While much of the nation may be looking at still lower home prices over the next 12-18 months, Katy and the Greater Houston area should remain relatively stable. A recent Fiserv analysis shows that prices in the U.S. will fall by another 6% on average. The forecast for the Houston area shows little change, with a drop of 0.8% this year with a gain of 0.5% next year.
Expiring stimulus efforts and a resurgence in foreclosures will challenge many markets. A recent report on mortgage delinquencies showed that more than 10% of Texas mortgage holders had missed a payment. While that's certainly a high number, it's still less than the national average. Texas is still well below the national average in foreclosure rates with only 2 percent of loans in foreclosure.
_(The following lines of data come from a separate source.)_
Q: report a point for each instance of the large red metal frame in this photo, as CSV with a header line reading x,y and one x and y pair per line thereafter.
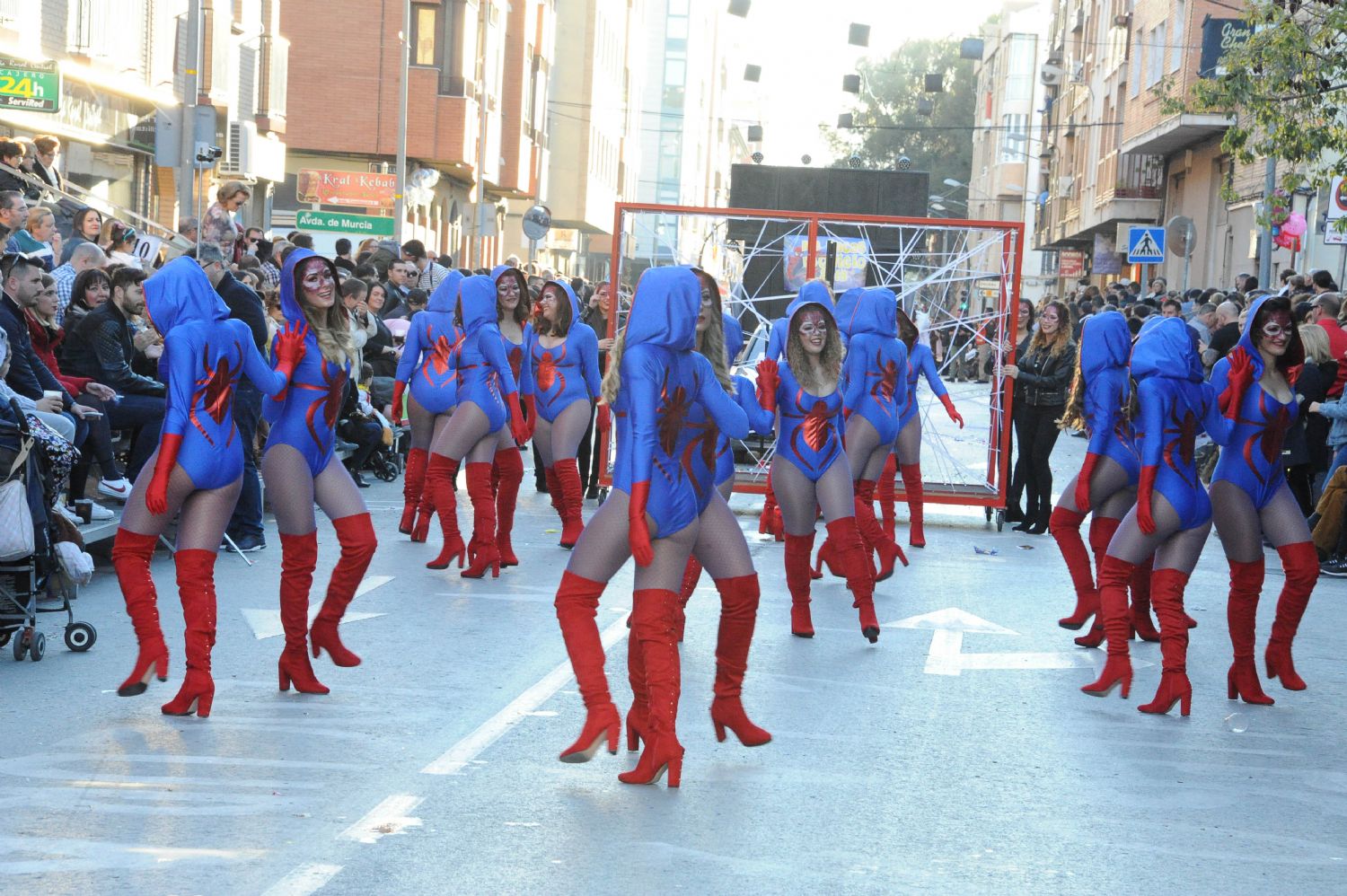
x,y
999,428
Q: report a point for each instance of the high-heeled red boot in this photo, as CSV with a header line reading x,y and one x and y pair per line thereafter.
x,y
1167,594
508,472
1300,564
485,556
573,518
884,489
873,534
298,558
1114,575
797,550
197,589
654,615
1242,615
915,492
853,557
577,607
1064,526
131,554
439,484
738,616
356,535
414,483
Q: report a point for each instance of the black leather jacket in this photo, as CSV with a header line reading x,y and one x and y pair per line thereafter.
x,y
1045,379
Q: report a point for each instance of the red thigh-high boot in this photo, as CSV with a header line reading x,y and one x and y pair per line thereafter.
x,y
1141,602
1064,526
1114,575
654,616
509,472
298,558
414,483
484,556
577,607
197,589
1300,562
888,495
797,550
1167,593
131,553
573,518
859,581
738,615
873,534
356,535
1241,613
439,484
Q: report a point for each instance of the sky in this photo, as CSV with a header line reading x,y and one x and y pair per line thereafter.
x,y
802,46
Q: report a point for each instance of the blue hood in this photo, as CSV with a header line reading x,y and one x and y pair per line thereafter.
x,y
477,302
1105,342
665,309
445,298
180,293
1167,347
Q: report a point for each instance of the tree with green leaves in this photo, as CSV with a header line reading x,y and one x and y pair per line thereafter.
x,y
886,121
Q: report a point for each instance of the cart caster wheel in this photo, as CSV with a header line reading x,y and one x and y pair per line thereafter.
x,y
80,637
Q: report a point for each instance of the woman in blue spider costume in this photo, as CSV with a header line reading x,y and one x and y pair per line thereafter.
x,y
301,470
652,382
1250,496
1172,515
197,470
560,382
427,364
810,470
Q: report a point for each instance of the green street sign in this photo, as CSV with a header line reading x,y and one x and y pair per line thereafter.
x,y
342,223
34,86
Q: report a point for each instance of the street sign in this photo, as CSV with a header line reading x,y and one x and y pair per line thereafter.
x,y
34,86
1147,245
342,223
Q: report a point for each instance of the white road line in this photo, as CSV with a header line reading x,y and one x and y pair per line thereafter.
x,y
520,707
390,817
304,880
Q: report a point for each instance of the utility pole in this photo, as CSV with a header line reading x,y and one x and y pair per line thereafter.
x,y
401,196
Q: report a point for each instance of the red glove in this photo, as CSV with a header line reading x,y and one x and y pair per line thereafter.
x,y
948,408
1148,483
399,388
156,496
517,427
768,380
1083,483
638,532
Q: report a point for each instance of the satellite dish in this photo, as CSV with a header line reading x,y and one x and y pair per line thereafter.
x,y
538,221
1182,236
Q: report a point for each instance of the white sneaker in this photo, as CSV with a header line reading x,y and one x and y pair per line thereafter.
x,y
119,489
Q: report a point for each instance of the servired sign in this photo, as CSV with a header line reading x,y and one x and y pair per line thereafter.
x,y
358,189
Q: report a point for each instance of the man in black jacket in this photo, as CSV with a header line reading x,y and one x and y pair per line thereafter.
x,y
101,347
244,304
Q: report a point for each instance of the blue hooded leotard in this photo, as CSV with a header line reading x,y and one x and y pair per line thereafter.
x,y
306,417
484,374
1105,347
1255,461
204,356
810,434
873,374
565,373
1176,404
663,379
433,338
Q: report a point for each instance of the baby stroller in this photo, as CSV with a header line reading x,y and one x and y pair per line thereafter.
x,y
40,575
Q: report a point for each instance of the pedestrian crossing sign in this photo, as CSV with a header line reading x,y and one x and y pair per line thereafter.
x,y
1147,245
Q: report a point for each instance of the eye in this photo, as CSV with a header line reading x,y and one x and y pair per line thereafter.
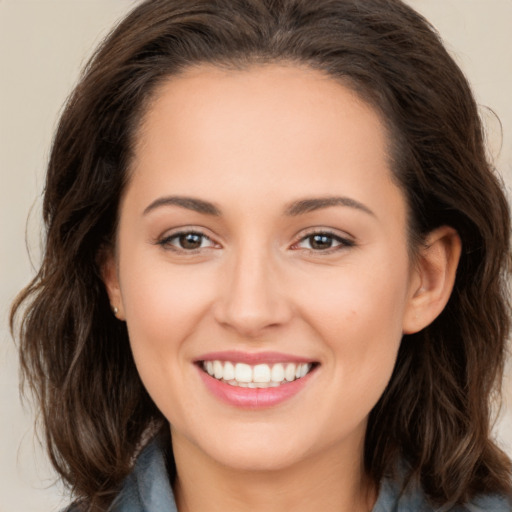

Markets in California and Florida could be looking at additional price declines of 25 to 30 percent. Part of the problem with these areas is the shear number of homes on the market, and the number of borrowers who are already severely underwater beyond the point where they are willing to walk away from their mortgage. Data suggests that the breaking point for homeowners is negative $70,000, meaning that when they are upside down by $70,000 the temptation to walk away from the debt becomes less about emotion and more simply a business decision.
Houston area housing numbers show relative stability compared to the rest of the country, and that picture looks to continue going forward. Undoubtedly, some neighborhoods will not perform as well as others. Much of that variation will likely be attributed to inventory levels. It boils down to a simple supply and demand equation. Here is a perfect example:
Cinco Ranch - 2.9 months' inventory with an average price of $304,010 (sold prices)
Royal Oaks Country Club - 18.6 months' inventory with an average price of $720,448 (sold prices)
One of these markets is going to be a poor performer during the next 12 months. You be the judge.